RCS: la crittografia promessa e ancora in arrivo
Uno dei punti chiave della campagna riguarda i messaggi RCS, destinati a sostituire gli SMS tradizionali.
- L’EFF ricorda che Apple e Google hanno promesso di introdurre la crittografia end‑to‑end per RCS.
- Apple ha confermato l’intenzione di supportare i messaggi RCS crittografati nelle future versioni di iOS, iPadOS, macOS e watchOS, senza indicare una data precisa.
- Con la beta di iOS 26.3, Apple sembra aver iniziato a predisporre il supporto per gli operatori.
Intanto, iMessage rimane crittografato end‑to‑end dal 2011.
AI e privacy: servono permessi per singola app
L’EFF chiede anche maggiore controllo sull’intelligenza artificiale integrata nei sistemi operativi.
L’organizzazione propone che:
- Apple e Google introducano permessi AI per app specifiche,
- così da permettere agli utenti di disattivare Apple Intelligence o Google Gemini solo nelle app desiderate.
Un tema molto ricercato e perfetto per intercettare traffico SEO legato a privacy, AI e sicurezza digitale.
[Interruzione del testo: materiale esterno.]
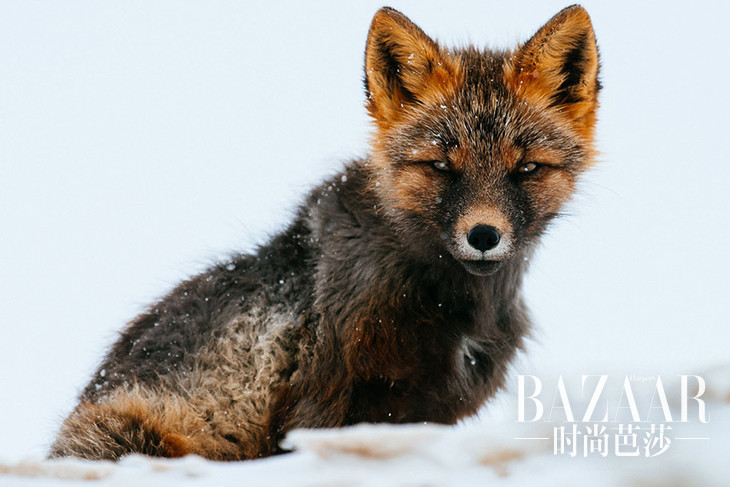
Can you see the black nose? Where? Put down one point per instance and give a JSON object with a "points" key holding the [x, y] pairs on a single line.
{"points": [[483, 237]]}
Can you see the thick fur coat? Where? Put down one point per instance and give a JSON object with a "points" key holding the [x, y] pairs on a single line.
{"points": [[395, 294]]}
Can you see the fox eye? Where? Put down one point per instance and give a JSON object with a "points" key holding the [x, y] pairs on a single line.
{"points": [[441, 166], [528, 168]]}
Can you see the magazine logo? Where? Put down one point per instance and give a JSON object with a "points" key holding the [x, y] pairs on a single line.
{"points": [[607, 419]]}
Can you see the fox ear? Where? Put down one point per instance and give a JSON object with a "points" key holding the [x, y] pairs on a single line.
{"points": [[560, 64], [403, 66]]}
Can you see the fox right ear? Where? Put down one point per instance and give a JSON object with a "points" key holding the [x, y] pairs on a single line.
{"points": [[559, 65], [403, 66]]}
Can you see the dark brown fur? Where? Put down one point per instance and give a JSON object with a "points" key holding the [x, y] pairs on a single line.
{"points": [[371, 306]]}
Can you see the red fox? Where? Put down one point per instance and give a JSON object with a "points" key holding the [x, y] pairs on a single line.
{"points": [[395, 294]]}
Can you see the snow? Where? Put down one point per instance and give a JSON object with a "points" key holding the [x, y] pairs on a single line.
{"points": [[141, 142]]}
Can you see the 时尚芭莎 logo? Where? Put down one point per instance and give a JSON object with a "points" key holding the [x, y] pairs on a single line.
{"points": [[599, 415]]}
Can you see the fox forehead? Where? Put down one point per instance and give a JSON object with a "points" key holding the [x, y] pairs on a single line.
{"points": [[481, 121]]}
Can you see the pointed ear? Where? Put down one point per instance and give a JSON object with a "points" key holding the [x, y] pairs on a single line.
{"points": [[403, 66], [559, 64]]}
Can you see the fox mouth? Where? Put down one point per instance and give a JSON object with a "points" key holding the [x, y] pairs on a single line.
{"points": [[482, 267]]}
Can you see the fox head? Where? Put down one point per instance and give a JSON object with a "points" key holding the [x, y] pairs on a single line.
{"points": [[474, 151]]}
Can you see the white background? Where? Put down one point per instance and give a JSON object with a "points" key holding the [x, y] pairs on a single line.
{"points": [[141, 141]]}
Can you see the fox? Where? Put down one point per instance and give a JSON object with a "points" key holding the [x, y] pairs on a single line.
{"points": [[395, 293]]}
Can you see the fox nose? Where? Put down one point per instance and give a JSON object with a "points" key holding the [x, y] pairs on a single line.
{"points": [[483, 237]]}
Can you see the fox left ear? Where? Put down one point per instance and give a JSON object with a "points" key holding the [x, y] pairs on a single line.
{"points": [[403, 66], [559, 65]]}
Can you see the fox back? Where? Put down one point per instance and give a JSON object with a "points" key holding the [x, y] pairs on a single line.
{"points": [[395, 294]]}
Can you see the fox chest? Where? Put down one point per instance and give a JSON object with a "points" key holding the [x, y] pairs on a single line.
{"points": [[415, 370]]}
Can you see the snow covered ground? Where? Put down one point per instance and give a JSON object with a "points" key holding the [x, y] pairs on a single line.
{"points": [[141, 141]]}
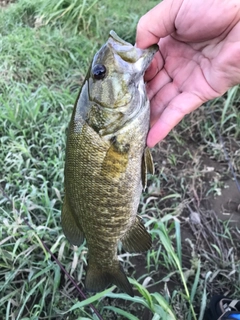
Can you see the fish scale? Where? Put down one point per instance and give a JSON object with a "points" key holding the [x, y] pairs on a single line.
{"points": [[107, 162]]}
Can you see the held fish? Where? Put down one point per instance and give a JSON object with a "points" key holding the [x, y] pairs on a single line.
{"points": [[107, 162]]}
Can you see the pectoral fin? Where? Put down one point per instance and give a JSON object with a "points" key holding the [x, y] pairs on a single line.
{"points": [[71, 229], [147, 166], [137, 239]]}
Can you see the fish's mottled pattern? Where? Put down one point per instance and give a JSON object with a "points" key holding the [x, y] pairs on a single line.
{"points": [[107, 160]]}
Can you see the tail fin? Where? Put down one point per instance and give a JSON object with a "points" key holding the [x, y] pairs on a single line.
{"points": [[97, 279]]}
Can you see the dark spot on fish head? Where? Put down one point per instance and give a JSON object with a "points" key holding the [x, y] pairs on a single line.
{"points": [[99, 71]]}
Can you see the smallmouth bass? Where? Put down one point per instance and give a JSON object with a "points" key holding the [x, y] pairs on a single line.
{"points": [[107, 162]]}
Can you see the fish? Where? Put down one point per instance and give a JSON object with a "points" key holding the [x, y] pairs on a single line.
{"points": [[107, 162]]}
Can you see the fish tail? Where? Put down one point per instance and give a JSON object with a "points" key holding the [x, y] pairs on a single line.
{"points": [[98, 279]]}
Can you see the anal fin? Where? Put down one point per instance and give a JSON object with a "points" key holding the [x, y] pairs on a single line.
{"points": [[98, 279], [71, 229], [137, 239], [147, 166]]}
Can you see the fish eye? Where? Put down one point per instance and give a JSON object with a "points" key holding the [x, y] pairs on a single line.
{"points": [[99, 71]]}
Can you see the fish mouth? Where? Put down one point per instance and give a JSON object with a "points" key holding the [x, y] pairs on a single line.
{"points": [[130, 53]]}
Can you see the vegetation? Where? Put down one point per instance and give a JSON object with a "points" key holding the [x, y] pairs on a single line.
{"points": [[45, 50]]}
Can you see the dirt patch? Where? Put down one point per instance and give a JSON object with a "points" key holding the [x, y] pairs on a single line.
{"points": [[227, 205]]}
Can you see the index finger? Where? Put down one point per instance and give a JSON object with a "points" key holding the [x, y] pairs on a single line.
{"points": [[157, 23]]}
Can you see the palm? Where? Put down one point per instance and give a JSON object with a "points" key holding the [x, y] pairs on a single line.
{"points": [[198, 58]]}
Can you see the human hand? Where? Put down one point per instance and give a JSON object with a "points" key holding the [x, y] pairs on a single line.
{"points": [[198, 57]]}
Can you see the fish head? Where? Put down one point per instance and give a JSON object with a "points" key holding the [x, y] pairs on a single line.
{"points": [[116, 82]]}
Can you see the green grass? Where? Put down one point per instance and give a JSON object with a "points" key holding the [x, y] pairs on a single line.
{"points": [[45, 51]]}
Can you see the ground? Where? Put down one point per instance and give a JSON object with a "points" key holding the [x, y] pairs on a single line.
{"points": [[191, 206]]}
Comunicazione più chiara: documentazione, blog post e trasparenza
Secondo l’EFF, non basta implementare la crittografia: bisogna anche spiegarla bene.
L’organizzazione invita le aziende tech a:
- pubblicare articoli chiari che riassumano le novità
- rilasciare documentazione tecnica dettagliata
- seguire le migliori pratiche di minimizzazione dei dati
Trasparenza e chiarezza sono elementi che aumentano la fiducia degli utenti — e migliorano la percezione del brand.
EFF agli utenti: fate sentire la vostra voce
La campagna invita gli utenti a utilizzare il modulo di feedback di Apple per chiedere un’estensione della crittografia end‑to‑end.
Un invito che sottolinea quanto la privacy sia un tema sempre più sentito e quanto le scelte degli utenti possano influenzare le strategie delle Big Tech.
Riepilogo rapido: cosa chiede la campagna “Encrypt It Already”
EFF punta a rafforzare la privacy degli utenti chiedendo a Big Tech di:
- Ampliare la crittografia end‑to‑end su servizi cloud e piattaforme di comunicazione.
- Implementare la crittografia E2E nei messaggi RCS, promessa da Apple e Google ma non ancora pienamente attiva.
- Offrire permessi AI per singola app, così da controllare Apple Intelligence e Google Gemini in modo più granulare.
- Comunicare in modo più trasparente le novità sulla sicurezza: blog post chiari, documentazione tecnica e best practice sulla minimizzazione dei dati.
- Coinvolgere gli utenti, invitandoli a inviare feedback per chiedere maggiore protezione dei dati.